Watch any recent skate video, and it’s obvious that pant silhouettes have ballooned. Leading the charge, German streetwear brand Homeboy has received an overwhelming response with its line of x-tra BAGGY pants available as denim, corduroy, cargo pant and shorts versions. “At first we weren’t sure if our oversize pants might be ‘too much’. But as part of the whole 1990s revival, it was amazing to see how much positive energy and feedback our baggies received among the cool kids and those at the forefront of setting today’s trends,” said Julian Wolf, Marketing Manager at Homeboy.


Formalwear is down, but athletic and outdoor gear is thriving. Sales of tracksuits and sweatpants are up 70% and 80% respectively since April (New Yorker Magazine). Consumers also demand functionality that transitions from active to leisure time without the need to change outfits. Iriedaily responds with the Urban Nomad collection, “the urban transformation of outdoor looks. Characteristic materials are organic cotton, hemp, cork, recycled polyester, recycled nylon and various types of jacquard materials, also made from organic cotton.” Protest’s new line is called NXG, which “stands for ‘Next Generation’ and is the fusion of street edge with quality details. Our designers have created a line of innovative shapes; garments that are unique, flattering and eye catching. The prints are minimalistic, the colours are on-trend.” Denim label SA1NT serves the trend with “fashionable product but with hardcore tech function. We make jeans for anyone who rides a bike so that if you fall off at a high speed, we offer protection. But you can still wear our product into the office and not feel like the Michelin Man,” said Eden Palm, European Sales.


Timeless quality is a sound strategy, but boardsports brands also know how to make a loud statement.

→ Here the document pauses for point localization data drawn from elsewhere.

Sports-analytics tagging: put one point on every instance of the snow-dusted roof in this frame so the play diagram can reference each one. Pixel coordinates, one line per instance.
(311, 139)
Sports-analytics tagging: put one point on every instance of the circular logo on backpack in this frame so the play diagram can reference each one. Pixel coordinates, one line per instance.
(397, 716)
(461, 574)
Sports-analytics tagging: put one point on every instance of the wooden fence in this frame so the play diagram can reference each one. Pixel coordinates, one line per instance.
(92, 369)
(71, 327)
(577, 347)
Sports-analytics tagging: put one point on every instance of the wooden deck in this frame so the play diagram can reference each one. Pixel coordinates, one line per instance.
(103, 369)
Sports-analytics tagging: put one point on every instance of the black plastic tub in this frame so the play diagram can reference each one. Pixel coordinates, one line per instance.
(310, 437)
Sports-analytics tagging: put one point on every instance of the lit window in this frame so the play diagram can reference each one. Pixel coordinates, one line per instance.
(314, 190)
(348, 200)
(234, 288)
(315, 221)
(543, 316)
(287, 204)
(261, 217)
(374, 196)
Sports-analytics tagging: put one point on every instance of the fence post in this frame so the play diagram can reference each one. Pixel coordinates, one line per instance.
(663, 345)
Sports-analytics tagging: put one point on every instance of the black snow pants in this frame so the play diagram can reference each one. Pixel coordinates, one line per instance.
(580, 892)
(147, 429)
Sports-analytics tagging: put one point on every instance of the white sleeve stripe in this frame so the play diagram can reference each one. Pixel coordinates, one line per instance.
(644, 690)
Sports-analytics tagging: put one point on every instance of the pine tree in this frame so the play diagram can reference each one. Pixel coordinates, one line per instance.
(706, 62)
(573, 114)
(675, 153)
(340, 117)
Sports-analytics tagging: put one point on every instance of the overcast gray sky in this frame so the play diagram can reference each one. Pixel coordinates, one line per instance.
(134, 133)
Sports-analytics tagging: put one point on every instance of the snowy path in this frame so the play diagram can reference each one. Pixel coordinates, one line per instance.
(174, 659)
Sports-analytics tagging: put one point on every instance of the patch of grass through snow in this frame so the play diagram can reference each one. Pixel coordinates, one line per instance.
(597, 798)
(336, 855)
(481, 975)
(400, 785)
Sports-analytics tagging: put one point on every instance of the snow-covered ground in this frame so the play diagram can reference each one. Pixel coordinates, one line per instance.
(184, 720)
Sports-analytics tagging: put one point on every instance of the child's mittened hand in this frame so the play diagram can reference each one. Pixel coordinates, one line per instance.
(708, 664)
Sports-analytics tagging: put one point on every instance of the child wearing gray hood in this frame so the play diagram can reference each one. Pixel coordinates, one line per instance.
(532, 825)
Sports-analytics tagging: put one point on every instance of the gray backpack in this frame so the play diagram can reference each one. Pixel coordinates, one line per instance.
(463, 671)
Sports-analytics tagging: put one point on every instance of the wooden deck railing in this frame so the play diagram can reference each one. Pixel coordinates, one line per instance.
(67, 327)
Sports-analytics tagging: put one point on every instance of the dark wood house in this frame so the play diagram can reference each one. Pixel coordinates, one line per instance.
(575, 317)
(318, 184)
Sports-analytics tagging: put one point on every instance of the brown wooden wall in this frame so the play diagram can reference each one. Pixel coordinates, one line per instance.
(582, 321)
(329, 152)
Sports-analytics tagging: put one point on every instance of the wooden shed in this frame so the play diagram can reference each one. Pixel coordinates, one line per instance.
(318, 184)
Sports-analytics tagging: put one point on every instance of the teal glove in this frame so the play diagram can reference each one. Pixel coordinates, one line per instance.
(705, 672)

Whether it’s full prints on pants and shirts or massive slogans on tops, summer season is the right time to stand out from the crowd. Iriedaily recommends the Vintachi Hood Jacket, a light cotton shell jacket with an ethno pattern developed in-house and the Modern Vintage collection as “a homage to the most famous looks and patterns of the ‘60s, ‘70s, ‘80s and ‘90s. Miami Vice meets crazy knitting patterns of the 80s.” Protest kills it with the Dudley beach style T-shirt and Farlam Hawaiian shirt: “We’ve been inspired by the perfect summer, by beach parties with their sunshine, inflatables and carefree vibe.” SA1NT reported that, “T-shirt sales are smashing it, and I talk to a lot of these people, so I know that they do not own a bike or watch MX or MotoGP.”

In the bigger picture, accessories like protective face masks from boardsports brands offer a welcome opportunity to accessorize summer outfits, while last season’s trend towards dad hats and hip packs/side bags stays hot in 2021. Looking ahead, all brands agree that cooperation between retailers and brands is key to survival. As Ingrid at Protest said: “Together with our retailers, we have been doing all we can to make it work. There has been co-operation and compromise. With the help of flexible and extended payment terms that we have introduced, we have managed to retain most of our FW20/21 orders and helped our retailers through this trying time.”